Comentando la próxima fase del Congreso que celebraremos en Barcelona sobre la pastoral de las grandes ciudades, recordé un documento cristiano del principio del siglo II de la era cristiana, la famosa Carta a Diogneto. Es un texto emblemático de cómo era la presencia cristiana en aquella sociedad mayoritariamente pagana en la que los cristianos eran una minoría, pero una minoría con conciencia de hacer una aportación valiosa y nueva a toda la sociedad. Lo vivían con ilusión y con humildad, a menudo también en medio de la persecución y de las incomprensiones. ¿No podemos decir que es un reflejo de la vida de los cristianos en las grandes ciudades modernas?

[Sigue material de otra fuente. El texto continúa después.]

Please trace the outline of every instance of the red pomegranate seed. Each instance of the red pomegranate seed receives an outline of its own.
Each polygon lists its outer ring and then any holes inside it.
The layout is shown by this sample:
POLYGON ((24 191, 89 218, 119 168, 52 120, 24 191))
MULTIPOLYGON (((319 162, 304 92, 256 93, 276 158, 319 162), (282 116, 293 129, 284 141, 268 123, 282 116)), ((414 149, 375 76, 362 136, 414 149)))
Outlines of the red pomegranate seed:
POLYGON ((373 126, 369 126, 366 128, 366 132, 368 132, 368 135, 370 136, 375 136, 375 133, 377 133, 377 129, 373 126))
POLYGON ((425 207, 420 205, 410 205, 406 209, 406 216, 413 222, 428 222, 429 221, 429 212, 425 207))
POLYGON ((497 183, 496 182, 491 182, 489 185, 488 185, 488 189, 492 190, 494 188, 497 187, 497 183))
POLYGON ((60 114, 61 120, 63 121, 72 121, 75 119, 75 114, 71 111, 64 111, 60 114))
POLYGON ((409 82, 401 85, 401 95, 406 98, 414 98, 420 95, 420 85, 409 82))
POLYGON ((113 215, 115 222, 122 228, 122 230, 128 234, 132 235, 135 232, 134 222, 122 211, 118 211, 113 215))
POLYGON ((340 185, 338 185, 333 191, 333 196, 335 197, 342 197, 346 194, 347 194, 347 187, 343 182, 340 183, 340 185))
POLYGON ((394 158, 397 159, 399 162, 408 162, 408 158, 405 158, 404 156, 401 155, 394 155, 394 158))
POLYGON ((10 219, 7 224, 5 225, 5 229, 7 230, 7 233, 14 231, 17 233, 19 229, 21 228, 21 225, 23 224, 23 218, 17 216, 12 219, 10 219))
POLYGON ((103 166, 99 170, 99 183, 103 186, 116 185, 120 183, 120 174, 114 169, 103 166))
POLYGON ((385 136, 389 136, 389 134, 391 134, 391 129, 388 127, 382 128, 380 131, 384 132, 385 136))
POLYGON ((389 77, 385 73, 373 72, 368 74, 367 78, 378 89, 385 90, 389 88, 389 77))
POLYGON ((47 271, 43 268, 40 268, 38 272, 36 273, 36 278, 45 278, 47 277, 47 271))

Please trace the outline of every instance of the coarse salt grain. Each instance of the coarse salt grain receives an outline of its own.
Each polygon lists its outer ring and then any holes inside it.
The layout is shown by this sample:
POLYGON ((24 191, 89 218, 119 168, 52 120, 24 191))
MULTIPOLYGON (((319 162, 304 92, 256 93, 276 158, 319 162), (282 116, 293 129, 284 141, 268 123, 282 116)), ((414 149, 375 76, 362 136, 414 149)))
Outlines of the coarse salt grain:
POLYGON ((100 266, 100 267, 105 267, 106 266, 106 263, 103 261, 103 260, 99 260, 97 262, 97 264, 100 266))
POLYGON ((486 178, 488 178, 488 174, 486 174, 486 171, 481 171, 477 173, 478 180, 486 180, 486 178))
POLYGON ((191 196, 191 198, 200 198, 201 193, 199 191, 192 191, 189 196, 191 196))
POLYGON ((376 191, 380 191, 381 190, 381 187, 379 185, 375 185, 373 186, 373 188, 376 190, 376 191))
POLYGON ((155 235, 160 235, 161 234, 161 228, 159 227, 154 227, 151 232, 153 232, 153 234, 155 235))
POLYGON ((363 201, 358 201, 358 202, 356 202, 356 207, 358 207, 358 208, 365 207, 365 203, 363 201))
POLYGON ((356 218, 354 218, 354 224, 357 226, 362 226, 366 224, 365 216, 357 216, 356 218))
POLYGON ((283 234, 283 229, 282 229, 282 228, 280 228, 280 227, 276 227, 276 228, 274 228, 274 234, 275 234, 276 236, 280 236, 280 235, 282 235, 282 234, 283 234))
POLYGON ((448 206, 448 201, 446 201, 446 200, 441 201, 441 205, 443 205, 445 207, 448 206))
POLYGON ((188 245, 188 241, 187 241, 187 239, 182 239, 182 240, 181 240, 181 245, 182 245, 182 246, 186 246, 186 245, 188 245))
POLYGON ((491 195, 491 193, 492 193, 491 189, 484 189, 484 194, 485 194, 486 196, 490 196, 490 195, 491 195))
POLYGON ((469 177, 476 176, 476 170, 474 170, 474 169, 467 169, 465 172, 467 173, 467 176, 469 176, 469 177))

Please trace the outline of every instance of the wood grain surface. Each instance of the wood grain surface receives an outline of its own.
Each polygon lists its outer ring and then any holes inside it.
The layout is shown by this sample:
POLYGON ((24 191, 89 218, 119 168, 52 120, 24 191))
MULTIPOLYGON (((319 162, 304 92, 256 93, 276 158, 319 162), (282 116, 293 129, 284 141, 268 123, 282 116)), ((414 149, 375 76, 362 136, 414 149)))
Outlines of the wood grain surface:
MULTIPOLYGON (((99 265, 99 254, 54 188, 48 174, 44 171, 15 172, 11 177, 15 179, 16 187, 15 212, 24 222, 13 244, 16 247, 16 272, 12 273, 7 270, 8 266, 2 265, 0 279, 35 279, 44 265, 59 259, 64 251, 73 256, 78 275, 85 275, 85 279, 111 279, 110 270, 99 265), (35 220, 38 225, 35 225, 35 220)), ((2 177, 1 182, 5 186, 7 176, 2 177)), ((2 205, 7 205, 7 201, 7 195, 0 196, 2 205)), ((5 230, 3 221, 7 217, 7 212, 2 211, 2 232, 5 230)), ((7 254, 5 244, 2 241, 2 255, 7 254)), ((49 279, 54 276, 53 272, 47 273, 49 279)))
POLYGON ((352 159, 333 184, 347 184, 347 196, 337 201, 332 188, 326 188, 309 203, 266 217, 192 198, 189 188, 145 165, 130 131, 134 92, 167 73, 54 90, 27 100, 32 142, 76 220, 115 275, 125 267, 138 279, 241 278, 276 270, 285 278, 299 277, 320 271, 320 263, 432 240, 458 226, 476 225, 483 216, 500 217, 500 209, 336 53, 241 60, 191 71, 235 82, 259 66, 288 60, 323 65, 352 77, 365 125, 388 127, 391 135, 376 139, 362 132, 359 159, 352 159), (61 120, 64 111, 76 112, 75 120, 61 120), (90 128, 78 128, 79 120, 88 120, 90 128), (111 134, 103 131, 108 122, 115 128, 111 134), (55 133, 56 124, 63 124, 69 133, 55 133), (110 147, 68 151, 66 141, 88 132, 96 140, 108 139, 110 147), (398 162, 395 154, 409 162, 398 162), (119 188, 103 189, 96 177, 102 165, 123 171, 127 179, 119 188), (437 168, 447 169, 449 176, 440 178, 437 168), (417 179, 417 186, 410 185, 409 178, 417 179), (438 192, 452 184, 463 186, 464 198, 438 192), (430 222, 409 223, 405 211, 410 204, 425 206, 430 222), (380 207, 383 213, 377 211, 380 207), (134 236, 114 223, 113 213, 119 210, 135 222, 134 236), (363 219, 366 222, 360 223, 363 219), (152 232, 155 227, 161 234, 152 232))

¿Y qué debemos hacer los cristianos en el medio urbano? Para responder a esto, hacemos este congreso. Sin embargo, me parece que hay unos puntos que sobresalen en los trabajos realizados hasta ahora, que veremos cómo son valorados en la fase final.
En primer lugar, hay que crear células comunitarias de la fe; es decir, verdaderas comunidades cristianas. En una situación de pluralismo cultural y religioso -incluso, a menudo, arreligioso-, o el creyente tiene un lugar de abrigo y de ayuda o no podrá subsistir como tal. Necesita el apoyo y el respaldo de unas comunidades cristianas, la compañía cercana y cordial de otras personas que, como él o ella, viven a la intemperie y quieren ser testigos del Crucificado y Resucitado en estas circunstancias.
Y, en segundo lugar, es necesario que sea una fe con sensibilidad solidaria. Esto también nos llega desde los primeros tiempos, como nos recordó Benedicto XVI en su encíclica sobre la caridad. Los primeros cristianos eran tan solidarios que incluso suscitaban la admiración del emperador Juliano, llamado el Apóstata porque quería volver al paganismo como religión hegemónica del imperio, pero que recomendaba copiar de los cristianos su sentido social, sus redes de ayuda material a los más débiles de la sociedad.
El cristianismo no puede perder la pasión por la justicia en un mundo de tantas desigualdades injustas. Y no es una tarea fácil. La Iglesia no puede asumir la responsabilidad de hacer, ella sola, la sociedad más justa posible. Pero no puede desentenderse de los problemas sociales y de los pobres. El papa Francisco quiere «una Iglesia pobre y para los pobres». Los cristianos, en el mundo plural y secularizado de hoy, estamos llamados a vivir la experiencia del Dios que es amor y que se nos ha manifestado en Cristo como autodonación de Dios Padre y de su Espíritu. El centro de la vida cristiana no puede ser otro que el amor a la persona de Jesucristo.
A esto se refería el teólogo Karl Rahner cuando, hablando de la espiritualidad del futuro, escribía que «el cristiano de mañana será místico o no será cristiano». Estamos llamados a vivir la mística, pero una «mística de los ojos abiertos», como dice el teólogo Juan Bautista Metz en una expresión muy gráfica. Con ojos abiertos se quiere decir con una mirada realista al entorno, con una mirada de compasión hacia las necesidades del prójimo. Se trata de unir estos dos elementos clásicos: mística y solidaridad, contemplación y acción. Elementos que tienen el centro en el amor a Dios y en el amor y el servicio a los hermanos.